In [37]:
from dataclasses import dataclass
import re
from typing import Any, Dict

tag_removal_pattern = re.compile('<[^<]+?>')

@dataclass
class BoardGameFileInfo:
    id: int
    name: str
    description: str
    extension: str
    
    @staticmethod
    def from_file_info(file_info: Dict[str, Any]):
        rendered_description = file_info['description']['rendered']
        # the description contains HTML tags that are removed with this regex
        description = tag_removal_pattern.sub('', rendered_description)
        filename, extension = file_info['filename'].rsplit('.', 1)
        return BoardGameFileInfo(file_info['fileid'],
                                 filename,
                                 description,
                                 extension.lower()
                                )

In [38]:
import aiohttp
from typing import List

internal_bgg_api = 'https://api.geekdo.com/api'

async def get_bgg_filelist(client, thing_id: int) -> List[BoardGameFileInfo]:
    url = f"{internal_bgg_api}/files?ajax=1&nosession=1&objectid={thing_id}&objecttype=thing&pageid=1&showcount=25&sort=hot&languageid=2184"
    async with client.get(url) as response:
        content = await response.json()
        files = content['files']
        file_list = filter(lambda x: x.extension == 'pdf', [BoardGameFileInfo.from_file_info(file) for file in files])
        return file_list

async with aiohttp.ClientSession() as client:
    print(list(await get_bgg_filelist(client, 1))[0:3])

[BoardGameFileInfo(id='140639', name='Die Macher Brief by Liumas 2015-01', description="Turn sequence, setup, and symbol descriptions.This new 'FINAL' version is all PDF and easier to print and cut out using the guidelines.", extension='pdf'), BoardGameFileInfo(id='139190', name='Die Macher Condensed Rules by Liumas 2015-01', description='Complete 3rd Edition rules condensed onto 6 pages, sans Comic Sans.', extension='pdf'), BoardGameFileInfo(id='62318', name='Die Macher player aide_BW', description='Die Macher player aide black & white', extension='pdf')]


In [39]:
from string import punctuation
import spacy
from sklearn.feature_extraction.text import TfidfVectorizer
from sklearn.metrics.pairwise import cosine_similarity

nlp = spacy.load('en_core_web_sm')

async def get_rulebook_info(client, thing_id: int) -> BoardGameFileInfo:
    '''return the rulebook info or None if the boardgame has no rulebook'''
    def tokenizer(raw_doc: str):
        doc = nlp(raw_doc)
        lemmas = (token.lemma_ for token in doc if token.lemma_ not in punctuation)
        return filter(lambda x: not nlp.vocab[x].is_stop, lemmas)
    
    raw_docs = [x for x in await get_bgg_filelist(client, thing_id)]
    if len(raw_docs) == 0:
        return None
    vectorizer = TfidfVectorizer(strip_accents='ascii', lowercase=True, tokenizer=tokenizer)
    doc_vectors = vectorizer.fit_transform(f'{x.name} {x.description}' for x in raw_docs)

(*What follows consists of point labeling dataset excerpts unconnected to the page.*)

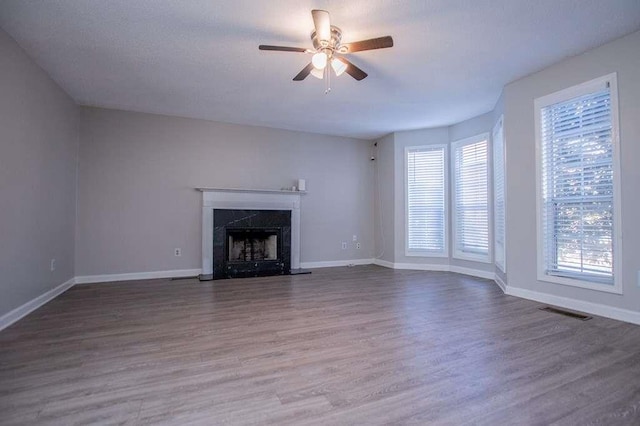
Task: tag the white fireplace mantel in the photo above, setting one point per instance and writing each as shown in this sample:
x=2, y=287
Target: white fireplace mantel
x=247, y=199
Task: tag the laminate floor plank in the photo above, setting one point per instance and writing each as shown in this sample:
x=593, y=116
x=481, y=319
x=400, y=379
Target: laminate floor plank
x=360, y=345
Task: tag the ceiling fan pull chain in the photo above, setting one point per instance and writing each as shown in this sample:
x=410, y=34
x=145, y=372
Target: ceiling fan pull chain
x=327, y=79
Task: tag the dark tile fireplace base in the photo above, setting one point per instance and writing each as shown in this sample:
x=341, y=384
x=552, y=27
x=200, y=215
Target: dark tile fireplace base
x=251, y=243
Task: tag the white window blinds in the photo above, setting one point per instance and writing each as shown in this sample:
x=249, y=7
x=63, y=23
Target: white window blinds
x=498, y=195
x=471, y=216
x=577, y=187
x=426, y=200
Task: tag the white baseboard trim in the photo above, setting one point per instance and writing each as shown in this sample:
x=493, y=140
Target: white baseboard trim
x=384, y=263
x=334, y=263
x=577, y=305
x=473, y=272
x=90, y=279
x=21, y=311
x=435, y=267
x=501, y=284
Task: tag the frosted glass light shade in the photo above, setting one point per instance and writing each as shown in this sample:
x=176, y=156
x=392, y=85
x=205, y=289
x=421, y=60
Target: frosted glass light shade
x=338, y=66
x=317, y=73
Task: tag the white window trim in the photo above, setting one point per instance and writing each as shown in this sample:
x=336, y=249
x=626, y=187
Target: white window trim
x=501, y=265
x=421, y=253
x=557, y=97
x=457, y=254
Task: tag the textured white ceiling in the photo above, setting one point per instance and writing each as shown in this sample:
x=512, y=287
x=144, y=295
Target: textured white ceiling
x=200, y=58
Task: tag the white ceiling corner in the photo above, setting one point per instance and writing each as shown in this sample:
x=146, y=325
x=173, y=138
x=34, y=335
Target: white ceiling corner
x=200, y=59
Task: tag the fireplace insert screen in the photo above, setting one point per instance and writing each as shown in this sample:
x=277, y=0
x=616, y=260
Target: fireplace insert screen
x=246, y=245
x=251, y=243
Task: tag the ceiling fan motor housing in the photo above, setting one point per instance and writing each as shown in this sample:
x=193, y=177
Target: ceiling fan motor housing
x=333, y=44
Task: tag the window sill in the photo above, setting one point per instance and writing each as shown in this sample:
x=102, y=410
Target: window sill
x=481, y=258
x=408, y=253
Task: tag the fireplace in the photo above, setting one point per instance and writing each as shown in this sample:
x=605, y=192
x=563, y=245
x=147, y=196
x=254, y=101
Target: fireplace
x=244, y=200
x=251, y=243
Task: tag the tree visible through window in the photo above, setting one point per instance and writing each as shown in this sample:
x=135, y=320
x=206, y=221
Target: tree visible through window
x=577, y=171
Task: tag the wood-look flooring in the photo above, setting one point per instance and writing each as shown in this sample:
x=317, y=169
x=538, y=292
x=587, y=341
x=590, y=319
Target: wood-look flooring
x=362, y=345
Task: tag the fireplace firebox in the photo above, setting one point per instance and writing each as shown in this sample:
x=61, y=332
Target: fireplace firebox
x=251, y=243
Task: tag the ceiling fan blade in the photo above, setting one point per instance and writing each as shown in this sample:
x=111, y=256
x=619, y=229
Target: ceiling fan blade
x=322, y=22
x=304, y=73
x=374, y=43
x=282, y=48
x=353, y=71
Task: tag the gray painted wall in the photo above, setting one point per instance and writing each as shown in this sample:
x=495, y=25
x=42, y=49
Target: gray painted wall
x=621, y=56
x=136, y=199
x=384, y=199
x=38, y=152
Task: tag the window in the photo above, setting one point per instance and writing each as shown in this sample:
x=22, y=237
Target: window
x=471, y=204
x=426, y=196
x=498, y=196
x=578, y=214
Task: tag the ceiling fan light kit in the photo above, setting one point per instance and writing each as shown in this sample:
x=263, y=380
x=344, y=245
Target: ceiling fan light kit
x=328, y=49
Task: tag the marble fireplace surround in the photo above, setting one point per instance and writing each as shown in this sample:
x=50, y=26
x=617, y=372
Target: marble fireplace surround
x=247, y=199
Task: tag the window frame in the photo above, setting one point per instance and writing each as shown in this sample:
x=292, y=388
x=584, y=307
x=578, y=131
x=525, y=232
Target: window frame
x=445, y=165
x=456, y=253
x=499, y=126
x=559, y=97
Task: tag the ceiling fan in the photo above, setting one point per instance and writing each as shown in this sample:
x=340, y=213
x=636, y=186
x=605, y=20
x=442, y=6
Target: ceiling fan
x=328, y=50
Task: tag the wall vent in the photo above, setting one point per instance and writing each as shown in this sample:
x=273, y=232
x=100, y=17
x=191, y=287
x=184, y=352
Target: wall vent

    query_vector = vectorizer.transform(["revised official rule rulebook update new"])
    docs_ranked = cosine_similarity(query_vector, doc_vectors)

    return next(raw_docs[i] for i, score in sorted(enumerate(docs_ranked[0]), key=lambda x: -x[1]))

async with aiohttp.ClientSession() as client:
    print(await get_rulebook_info(client, 1))

BoardGameFileInfo(id='139185', name='Die Macher Best Options by Liumas 2015-01', description='The standard official rules updates for 2nd and 3rd editions.', extension='pdf')


In [40]:
import aiohttp
import asyncio
from typing import Callable

class RetryingClientResponse:
    def __init__(self, response_getter: Callable, *, allow_redirects=True, **kwargs):
        self._response_getter = response_getter
        
    async def __aenter__(self):        
        need_new_captcha = True
        while need_new_captcha:
            self._response_coroutine = self._response_getter()
            self._response = await self._response_coroutine.__aenter__()
            need_new_captcha = self._response.status != 200
            if need_new_captcha:
                print("get new recaptcha")
                await self._response_coroutine.__aexit__(None, None, None)
                await asyncio.sleep(2)
        
        return self._response        

    async def __aexit__(self, exc_type, exc_value, exc_tb):
        await self._response_coroutine.__aexit__(exc_type, exc_value, exc_tb)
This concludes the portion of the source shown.